Jika kita mencintai tanah air hendaklah kita melakukan banyak kebaikan berdasarkan syariat-Nya dan menjaganya dari penjajahan negara kafir, baik fisik maupun nonfisik agar keberkahan diberikan Allah dan Ia melindungi kita dari azab dan selamat dari berbagai bencana dan malapetaka.

Kedua, mewujudkan persatuan dan kesatuan.

Ketika pemerintah menyerahkan pada Pemda untuk mengatur dan menentukan model pakaian menurut daerahnya masing-masing justru memicu fanatisme kesukuannya. Persatuan dan kesatuan tidak akan terjalin karena masing-masing daerah akan bersaing menonjolkan budaya/adatnya.

Persatuan hanya akan terwujud jika manusia diikat dengan akidah Islam. Karena sejatinya itu akan menyatukan keberagaman, baik ras, suku, warna kulit, bentuk fisik maupun bangsa.

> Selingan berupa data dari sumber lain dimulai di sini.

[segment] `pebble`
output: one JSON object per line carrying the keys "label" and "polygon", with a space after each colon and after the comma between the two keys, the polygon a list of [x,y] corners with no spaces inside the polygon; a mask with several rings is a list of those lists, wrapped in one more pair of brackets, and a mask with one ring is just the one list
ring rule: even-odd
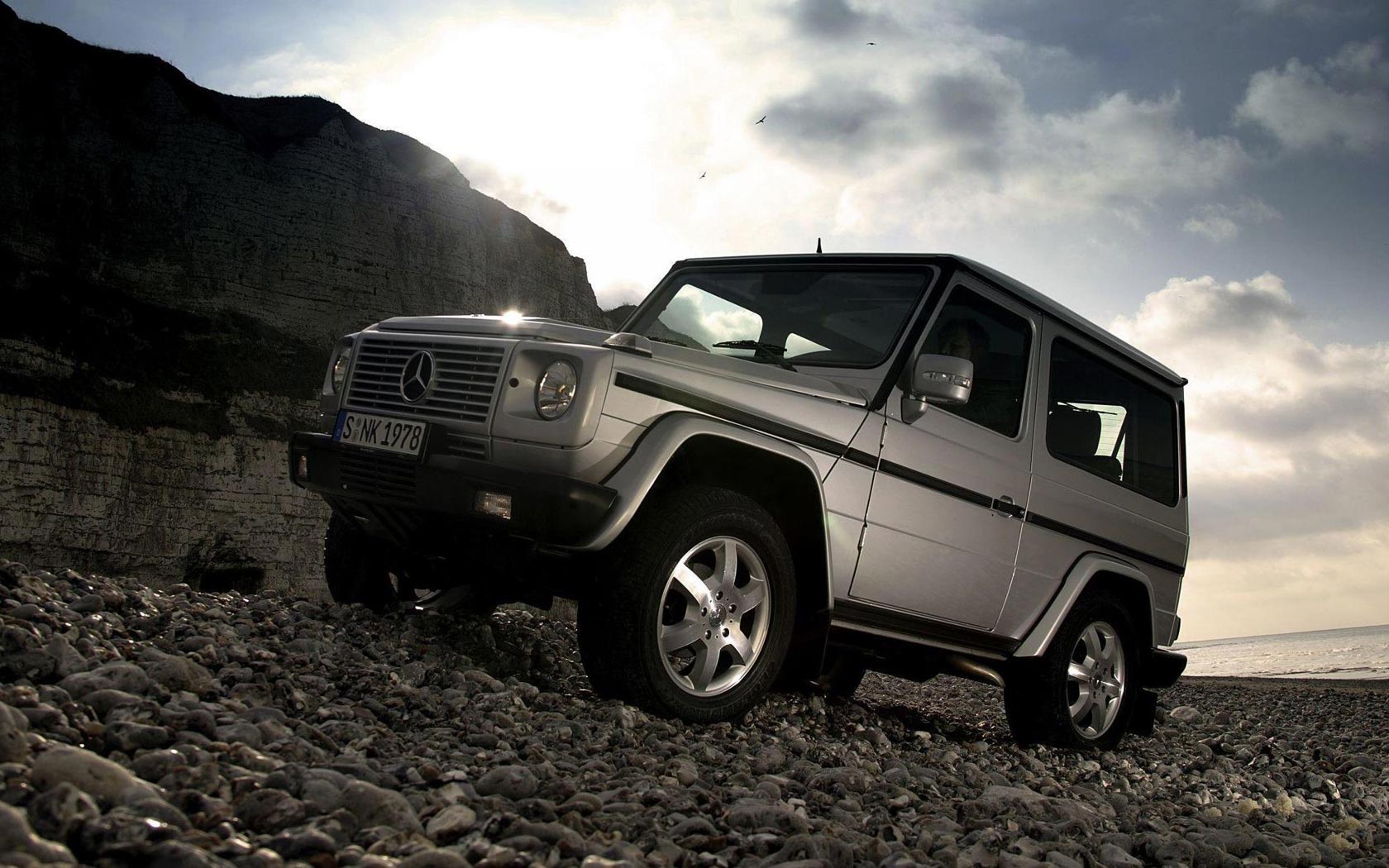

Di sisi Allah, manusia itu sama dan yang membedakan di antara satu dengan yang lainnya hanyalah ketakwaannya, dialah manusia yang paling mulia.

Ketiga, menyetarakan antarsiswa tanpa melihat latar belakang sosial ekonomi orang tua siswa.

Kebijakan pakaian adat sebagai seragam sekolah sebenarnya justru memicu ketidaksetaraan antarsiswa. Pakaian adat akan mudah dibeli bagi mereka yang lebih mampu dari sisi ekonominya. Lalu, bagaimana dengan masyarakat yang tingkat ekonominya menengah ke bawah? Tentu mereka akan kesulitan untuk memenuhi aturan tersebut.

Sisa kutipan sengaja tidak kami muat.